What can CultureLabs learn from “Our Migration Story”?

In order that CultureLabs gain a deeper understanding of the project and learn from the experience of its organisers, Abir Tobji (CultureLabs Project Manager at People’s History Museum) met with Professor Claire Alexander, from the University of Manchester, one of the leading researchers in the “Our Migration Story” project. Below, it’s possible to find the key elements of the “Our Migration Story” that will be relevant to CultureLabs methodology:

Participation and engagement

Throughout the different project stages, the team worked collaboratively with both individuals and stakeholders; teachers, academics, local historians, policymakers, exam boards, teachers’ unions, and teachers’ training boards. The topics included in the website were chosen through round table discussions. In addition, the team worked directly with schools to engage students to build the content and test the developed resources. This was critical in building a sense of ownership and will make the project sustainable beyond its expected timeframe.
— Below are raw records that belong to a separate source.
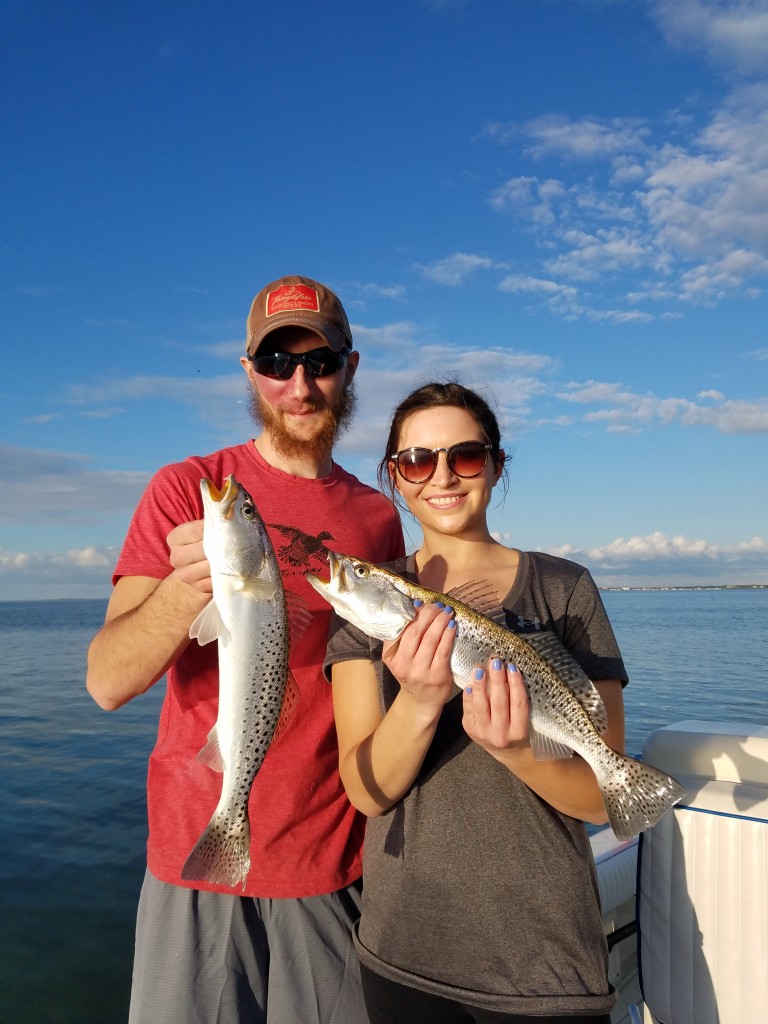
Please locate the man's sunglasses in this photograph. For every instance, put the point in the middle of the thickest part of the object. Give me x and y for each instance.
(282, 366)
(467, 459)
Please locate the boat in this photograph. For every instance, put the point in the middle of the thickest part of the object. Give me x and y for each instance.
(685, 904)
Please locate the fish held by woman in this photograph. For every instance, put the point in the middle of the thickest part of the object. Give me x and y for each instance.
(248, 617)
(566, 712)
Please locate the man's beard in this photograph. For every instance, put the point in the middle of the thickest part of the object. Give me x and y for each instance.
(335, 420)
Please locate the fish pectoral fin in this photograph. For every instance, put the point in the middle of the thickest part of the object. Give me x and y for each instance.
(546, 749)
(211, 753)
(209, 625)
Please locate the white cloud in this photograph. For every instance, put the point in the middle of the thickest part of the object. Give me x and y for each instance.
(732, 33)
(656, 559)
(78, 572)
(628, 411)
(669, 213)
(453, 269)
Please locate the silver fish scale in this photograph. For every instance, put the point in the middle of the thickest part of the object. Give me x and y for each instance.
(256, 695)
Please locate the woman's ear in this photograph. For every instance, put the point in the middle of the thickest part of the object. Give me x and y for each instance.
(499, 463)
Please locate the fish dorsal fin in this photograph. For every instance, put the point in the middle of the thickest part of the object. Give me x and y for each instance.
(291, 699)
(259, 588)
(211, 753)
(549, 646)
(481, 597)
(209, 626)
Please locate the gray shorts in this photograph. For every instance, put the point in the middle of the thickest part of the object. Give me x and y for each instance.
(214, 958)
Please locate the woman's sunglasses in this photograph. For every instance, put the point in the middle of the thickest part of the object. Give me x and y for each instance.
(318, 363)
(467, 459)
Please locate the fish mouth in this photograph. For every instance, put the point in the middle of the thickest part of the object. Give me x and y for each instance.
(334, 569)
(225, 496)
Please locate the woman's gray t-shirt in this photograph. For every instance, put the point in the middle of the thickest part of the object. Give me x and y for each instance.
(474, 888)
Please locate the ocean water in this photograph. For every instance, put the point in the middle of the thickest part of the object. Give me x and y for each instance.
(72, 800)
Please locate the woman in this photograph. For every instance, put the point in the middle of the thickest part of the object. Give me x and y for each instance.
(480, 896)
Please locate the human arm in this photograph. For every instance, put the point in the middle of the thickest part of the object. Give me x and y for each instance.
(147, 623)
(380, 755)
(496, 716)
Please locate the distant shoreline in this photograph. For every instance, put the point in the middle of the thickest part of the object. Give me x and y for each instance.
(697, 586)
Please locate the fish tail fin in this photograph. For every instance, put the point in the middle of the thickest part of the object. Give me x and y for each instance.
(221, 855)
(637, 795)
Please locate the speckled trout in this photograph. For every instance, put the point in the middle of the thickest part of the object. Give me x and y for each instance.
(247, 615)
(566, 712)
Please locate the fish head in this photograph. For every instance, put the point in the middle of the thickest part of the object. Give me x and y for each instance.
(366, 596)
(235, 538)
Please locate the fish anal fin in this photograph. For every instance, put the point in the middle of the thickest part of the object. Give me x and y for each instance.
(209, 626)
(221, 855)
(290, 704)
(481, 597)
(210, 755)
(546, 749)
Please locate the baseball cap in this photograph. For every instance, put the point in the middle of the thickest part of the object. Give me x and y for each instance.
(296, 301)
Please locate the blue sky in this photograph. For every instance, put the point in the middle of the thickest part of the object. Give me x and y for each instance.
(563, 202)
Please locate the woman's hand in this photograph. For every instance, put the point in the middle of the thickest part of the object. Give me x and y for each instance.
(496, 708)
(420, 658)
(187, 557)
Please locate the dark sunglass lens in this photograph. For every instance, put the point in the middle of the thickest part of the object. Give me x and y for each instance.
(278, 365)
(467, 460)
(416, 465)
(323, 363)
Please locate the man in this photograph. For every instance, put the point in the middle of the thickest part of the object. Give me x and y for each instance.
(278, 950)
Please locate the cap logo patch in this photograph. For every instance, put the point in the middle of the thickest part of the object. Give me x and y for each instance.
(289, 297)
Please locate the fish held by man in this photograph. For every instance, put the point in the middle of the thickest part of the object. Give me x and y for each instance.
(566, 712)
(248, 617)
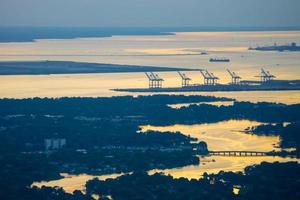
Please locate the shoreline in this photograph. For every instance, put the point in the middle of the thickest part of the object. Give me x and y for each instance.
(70, 67)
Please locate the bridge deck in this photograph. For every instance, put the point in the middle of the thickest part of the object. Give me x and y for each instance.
(238, 153)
Identifying end users’ needs

The long term aim is to change the national curriculum to include mainstream race and diversity however the organisers acknowledged both the complexity and time required to achieve this. Their initial aim was to encourage teachers to work within the existing boundaries, while continuing to advocate for a systematic change. As a result, the needs of the end users were identified in order to be met in the best possible way. Surveys and focus group discussions with teachers revealed that many teachers had the motivation to be part of the change but did not have the time or the capacity to do all the research required to develop teaching resources. As a direct result, the project provided ready-made resources for teachers to use.

Culture Heritage

The website uses digitised museum and archive collections as resources and links those objects with personal stories in an interesting way that brings those collections to life and in context.

Dissemination and sustainability

The addition of additional content to the website is something that the organisers are considering, however, their priority is to focus on the dissemination and promotion of the current resources.

 

“Our Migration Story” project constitutes an excellent example of innovation in its use of technology for social inclusion. At CultureLabs we are looking forward to launching our platform, where we will be able to add the “Our Migration Story” project as one of our ingredients; it is a great example and a useful resource!